Lulus tes saringan, Sutragi diterima sebagai mahasiswa baru. Ia senang bukan main. Ibunya menangis seharian. Sedih dan gembira. Sedih karena membayangkan ongkosnya. Walaupun perguruan tinggi negeri jauh lebih murah dibanding swasta. Itu akan tetap berat baginya. Tetapi, siapa yang tidak merasa bangga? Kelak Sutragi akan menjadi orang pertama yang lulus sebagai sarjana di desanya. Dari perguruan tinggi negeri pula. Sutragi tidak akan menjadi guru SD atau SMP. Tetapi guru SMA. Atau SPG.
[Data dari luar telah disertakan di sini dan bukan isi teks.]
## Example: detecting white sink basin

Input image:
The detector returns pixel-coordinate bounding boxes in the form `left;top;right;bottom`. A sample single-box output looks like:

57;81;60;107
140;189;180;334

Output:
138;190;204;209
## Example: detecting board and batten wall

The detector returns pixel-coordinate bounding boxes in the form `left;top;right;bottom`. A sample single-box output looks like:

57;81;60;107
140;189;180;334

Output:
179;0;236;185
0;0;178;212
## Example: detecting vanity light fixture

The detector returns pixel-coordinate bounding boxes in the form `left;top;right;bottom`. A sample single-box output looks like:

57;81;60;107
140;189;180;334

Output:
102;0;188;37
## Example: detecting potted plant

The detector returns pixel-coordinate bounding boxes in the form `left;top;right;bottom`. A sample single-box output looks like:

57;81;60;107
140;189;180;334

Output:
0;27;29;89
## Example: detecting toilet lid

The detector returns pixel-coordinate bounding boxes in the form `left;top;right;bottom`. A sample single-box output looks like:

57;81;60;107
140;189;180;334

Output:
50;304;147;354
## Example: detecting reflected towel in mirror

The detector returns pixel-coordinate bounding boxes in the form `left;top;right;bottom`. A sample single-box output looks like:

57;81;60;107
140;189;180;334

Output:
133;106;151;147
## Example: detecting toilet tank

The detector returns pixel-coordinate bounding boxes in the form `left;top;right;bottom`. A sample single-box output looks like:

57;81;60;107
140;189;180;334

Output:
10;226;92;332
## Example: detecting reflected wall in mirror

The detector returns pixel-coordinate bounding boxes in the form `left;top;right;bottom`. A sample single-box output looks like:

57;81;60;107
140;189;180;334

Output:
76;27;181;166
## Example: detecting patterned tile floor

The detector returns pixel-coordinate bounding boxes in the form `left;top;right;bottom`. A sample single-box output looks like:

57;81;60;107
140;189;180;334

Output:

Tanaman cengkih yang mulai berbuah pada musimnya sangat menolong. Ditambah hubungan sosial orang tuanya yang bagus dengan para kerabat dan tetangga, Sutragi tidak pernah mendapatkan penolakan ketika berkirim surat untuk dikirimi tambahan uang. Orang tuanya harus pula jungkir balik gali lubang tutup lubang. Mungkin itu harga yang layak untuk sebuah cita-cita dan kebanggaan.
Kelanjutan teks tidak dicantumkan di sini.